The timetables set by Congressional leaders were ambitious, and designed to kindle the sort of intense heat that has been generated. The  fact is that health care lawmaking is proceeding rapidly, maybe a bit too rapidly.  I don't know what the final bill will look like, or whether it will be "ideal" from the perspective of the majority. But nothing seems to indicate that the President won't get a bill that accomplishes many (though maybe not all) of his primary goals. 

Comments (3)

Marc, I have a question-

What are the odds that there will be a real public option in the final version of the bill?

Dude its dead just wait and see. No way to pay for it. thank God for Blue Dog Dems. they are starting to wake up, they are smelling the coffee. The people too, they see just how radical Obama has turned out. Mr. "I’m Sorry" Obama should head back to ChiTown now before he goes down as the worst elected president since Jimmy "'Aint Gotta Pair" Carter.

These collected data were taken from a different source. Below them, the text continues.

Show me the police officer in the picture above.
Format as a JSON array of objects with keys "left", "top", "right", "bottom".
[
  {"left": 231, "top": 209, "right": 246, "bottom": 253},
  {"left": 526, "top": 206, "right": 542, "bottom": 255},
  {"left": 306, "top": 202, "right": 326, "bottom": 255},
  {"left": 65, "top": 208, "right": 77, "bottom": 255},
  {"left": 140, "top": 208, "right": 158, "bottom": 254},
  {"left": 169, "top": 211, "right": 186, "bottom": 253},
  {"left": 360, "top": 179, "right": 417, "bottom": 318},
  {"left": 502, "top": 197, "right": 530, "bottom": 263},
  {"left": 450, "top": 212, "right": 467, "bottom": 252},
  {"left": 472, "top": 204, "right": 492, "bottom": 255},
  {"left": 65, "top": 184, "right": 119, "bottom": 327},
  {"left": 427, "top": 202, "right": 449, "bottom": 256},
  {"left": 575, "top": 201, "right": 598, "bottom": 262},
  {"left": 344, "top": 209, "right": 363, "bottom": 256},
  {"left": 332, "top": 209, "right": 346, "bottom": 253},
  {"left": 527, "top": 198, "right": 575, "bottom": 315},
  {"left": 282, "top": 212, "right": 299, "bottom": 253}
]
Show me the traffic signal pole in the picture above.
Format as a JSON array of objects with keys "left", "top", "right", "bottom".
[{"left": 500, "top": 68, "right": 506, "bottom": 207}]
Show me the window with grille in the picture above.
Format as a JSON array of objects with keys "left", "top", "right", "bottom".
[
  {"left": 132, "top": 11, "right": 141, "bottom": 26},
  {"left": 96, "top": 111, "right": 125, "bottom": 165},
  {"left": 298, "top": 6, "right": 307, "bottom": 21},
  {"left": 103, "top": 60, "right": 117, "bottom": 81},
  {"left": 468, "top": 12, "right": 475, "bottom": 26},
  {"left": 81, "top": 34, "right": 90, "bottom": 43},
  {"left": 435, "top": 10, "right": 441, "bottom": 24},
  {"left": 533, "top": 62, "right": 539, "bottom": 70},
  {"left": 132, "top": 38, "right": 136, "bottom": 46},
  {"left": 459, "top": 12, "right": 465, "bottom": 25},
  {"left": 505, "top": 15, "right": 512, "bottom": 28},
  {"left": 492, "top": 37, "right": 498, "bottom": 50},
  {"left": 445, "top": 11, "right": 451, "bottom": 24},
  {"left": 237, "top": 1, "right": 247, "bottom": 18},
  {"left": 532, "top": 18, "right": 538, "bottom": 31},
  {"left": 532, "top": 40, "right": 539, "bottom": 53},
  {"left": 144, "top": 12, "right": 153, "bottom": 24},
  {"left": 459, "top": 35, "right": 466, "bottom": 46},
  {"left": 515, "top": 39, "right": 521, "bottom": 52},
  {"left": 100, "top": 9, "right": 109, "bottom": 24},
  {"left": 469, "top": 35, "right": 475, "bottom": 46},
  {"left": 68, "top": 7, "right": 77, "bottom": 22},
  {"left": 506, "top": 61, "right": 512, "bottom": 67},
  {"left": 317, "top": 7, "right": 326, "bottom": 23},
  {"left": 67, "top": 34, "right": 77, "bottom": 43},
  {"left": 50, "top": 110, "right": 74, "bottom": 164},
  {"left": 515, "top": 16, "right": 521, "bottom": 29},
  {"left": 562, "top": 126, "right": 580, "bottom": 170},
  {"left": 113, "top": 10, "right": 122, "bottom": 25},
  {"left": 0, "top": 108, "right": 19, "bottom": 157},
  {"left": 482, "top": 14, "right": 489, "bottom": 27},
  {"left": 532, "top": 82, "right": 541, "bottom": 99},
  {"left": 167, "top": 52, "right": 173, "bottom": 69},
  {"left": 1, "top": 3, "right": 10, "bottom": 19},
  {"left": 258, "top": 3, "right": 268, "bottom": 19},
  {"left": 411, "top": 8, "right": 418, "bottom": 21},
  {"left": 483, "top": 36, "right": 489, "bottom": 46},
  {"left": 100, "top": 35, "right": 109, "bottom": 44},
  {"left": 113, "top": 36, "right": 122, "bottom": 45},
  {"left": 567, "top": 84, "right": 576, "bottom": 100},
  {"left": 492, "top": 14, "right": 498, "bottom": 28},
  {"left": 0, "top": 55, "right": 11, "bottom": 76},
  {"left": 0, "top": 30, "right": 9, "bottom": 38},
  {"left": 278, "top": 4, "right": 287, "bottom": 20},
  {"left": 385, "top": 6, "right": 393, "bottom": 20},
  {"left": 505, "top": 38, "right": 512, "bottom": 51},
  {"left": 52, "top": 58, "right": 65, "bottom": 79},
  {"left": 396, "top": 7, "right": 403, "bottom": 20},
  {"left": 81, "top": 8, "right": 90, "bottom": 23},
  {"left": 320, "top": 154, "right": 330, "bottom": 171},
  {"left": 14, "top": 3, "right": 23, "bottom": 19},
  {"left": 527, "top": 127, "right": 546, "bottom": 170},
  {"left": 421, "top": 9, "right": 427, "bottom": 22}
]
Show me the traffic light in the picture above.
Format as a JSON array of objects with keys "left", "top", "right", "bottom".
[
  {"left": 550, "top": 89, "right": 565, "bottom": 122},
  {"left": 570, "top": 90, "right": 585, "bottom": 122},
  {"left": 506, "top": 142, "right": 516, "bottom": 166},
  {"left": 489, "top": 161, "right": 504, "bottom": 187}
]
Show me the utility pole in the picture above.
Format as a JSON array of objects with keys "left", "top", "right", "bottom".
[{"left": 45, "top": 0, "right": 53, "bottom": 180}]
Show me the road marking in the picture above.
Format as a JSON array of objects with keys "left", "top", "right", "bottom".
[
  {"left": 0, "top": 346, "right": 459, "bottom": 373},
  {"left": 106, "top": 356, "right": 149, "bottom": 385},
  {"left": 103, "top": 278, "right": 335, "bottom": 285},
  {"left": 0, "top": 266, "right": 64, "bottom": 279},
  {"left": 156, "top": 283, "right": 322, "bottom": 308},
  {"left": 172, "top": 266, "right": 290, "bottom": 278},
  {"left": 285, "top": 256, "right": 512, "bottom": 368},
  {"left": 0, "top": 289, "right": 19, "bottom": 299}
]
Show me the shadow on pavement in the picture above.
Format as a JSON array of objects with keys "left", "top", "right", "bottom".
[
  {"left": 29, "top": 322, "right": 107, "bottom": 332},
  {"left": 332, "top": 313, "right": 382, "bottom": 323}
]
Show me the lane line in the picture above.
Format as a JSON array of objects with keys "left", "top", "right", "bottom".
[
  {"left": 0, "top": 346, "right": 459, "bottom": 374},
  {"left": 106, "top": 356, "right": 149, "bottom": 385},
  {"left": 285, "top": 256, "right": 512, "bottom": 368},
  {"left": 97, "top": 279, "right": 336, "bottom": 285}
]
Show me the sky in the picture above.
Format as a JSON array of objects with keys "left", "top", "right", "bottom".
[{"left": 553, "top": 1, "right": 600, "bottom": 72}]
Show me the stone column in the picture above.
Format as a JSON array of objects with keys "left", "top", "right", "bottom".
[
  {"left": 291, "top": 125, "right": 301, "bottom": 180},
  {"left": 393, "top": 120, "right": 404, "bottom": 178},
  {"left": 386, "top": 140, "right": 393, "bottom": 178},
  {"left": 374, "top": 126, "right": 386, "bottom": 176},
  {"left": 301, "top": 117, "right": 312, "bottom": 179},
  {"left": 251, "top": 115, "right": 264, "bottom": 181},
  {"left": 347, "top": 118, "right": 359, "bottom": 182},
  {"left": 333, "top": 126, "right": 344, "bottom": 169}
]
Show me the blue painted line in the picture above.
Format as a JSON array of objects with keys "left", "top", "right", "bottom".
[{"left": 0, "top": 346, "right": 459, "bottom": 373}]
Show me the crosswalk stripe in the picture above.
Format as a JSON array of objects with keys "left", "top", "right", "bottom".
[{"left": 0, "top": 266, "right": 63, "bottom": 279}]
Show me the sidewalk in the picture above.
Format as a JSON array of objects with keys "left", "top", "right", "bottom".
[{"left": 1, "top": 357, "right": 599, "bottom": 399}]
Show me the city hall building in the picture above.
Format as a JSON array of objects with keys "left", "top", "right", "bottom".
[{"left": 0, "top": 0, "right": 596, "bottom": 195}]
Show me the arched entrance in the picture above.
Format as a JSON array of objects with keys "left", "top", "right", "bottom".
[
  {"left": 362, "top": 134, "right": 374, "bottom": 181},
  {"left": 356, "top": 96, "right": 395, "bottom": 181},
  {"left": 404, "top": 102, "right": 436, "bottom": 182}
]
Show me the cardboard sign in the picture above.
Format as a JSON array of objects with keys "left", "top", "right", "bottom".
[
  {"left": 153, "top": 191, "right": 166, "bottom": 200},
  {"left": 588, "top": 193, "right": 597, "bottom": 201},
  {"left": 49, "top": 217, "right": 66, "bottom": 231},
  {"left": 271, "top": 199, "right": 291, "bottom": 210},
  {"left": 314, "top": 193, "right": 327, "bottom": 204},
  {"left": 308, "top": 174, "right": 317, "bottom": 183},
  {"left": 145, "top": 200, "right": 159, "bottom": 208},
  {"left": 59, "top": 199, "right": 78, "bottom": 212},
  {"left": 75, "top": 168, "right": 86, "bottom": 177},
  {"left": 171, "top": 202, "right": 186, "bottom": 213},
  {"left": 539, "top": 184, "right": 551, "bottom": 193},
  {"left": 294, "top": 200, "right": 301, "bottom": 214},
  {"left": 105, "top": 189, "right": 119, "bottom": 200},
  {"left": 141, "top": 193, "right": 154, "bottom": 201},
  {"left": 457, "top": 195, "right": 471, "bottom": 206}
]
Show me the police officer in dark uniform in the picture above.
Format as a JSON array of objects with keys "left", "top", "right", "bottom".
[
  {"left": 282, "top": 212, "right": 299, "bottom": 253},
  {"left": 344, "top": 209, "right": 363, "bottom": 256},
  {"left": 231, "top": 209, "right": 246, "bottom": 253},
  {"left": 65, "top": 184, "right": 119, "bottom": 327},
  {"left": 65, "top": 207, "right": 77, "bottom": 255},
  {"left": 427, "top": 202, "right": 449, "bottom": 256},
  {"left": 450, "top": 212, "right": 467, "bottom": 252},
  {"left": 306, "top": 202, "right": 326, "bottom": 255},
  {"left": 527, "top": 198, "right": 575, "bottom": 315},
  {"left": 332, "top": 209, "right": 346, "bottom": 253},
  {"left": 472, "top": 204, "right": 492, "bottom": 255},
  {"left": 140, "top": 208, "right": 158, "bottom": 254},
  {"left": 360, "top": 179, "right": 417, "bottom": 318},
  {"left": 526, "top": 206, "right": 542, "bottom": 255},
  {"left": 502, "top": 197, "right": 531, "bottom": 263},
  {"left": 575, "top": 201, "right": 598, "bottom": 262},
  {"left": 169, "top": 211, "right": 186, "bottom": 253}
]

Marc: a perfect summary of the rather inchoate sausage making process. The problem is that this analysis is way above the heads of most of the public, only a fraction of whom following it with close attention anyway. The media who are the storytellers want drama, headlines, conflict, the stuff that sells newspapers and convinces people like James Bond(admittedly he is rather an extreme example)that a measure is succeeding or failing. There isn't the slightest doubt in my mind that we're going to get a healthcare bill passed that essentially gives the president all he wants. When you have various groups in the healthcare industry "volunteering" contributions the writing must be on the wall for all other than the most purblind. The public wants reform; it's the Obama admin's hallmark piece of legislation; the democrats have ample majorities in house and senate to pass it through reconciliation if they have to; resistance in the healthcare industry has essentially collapsed. This is as inevitable as the confirmation of Sotomayor.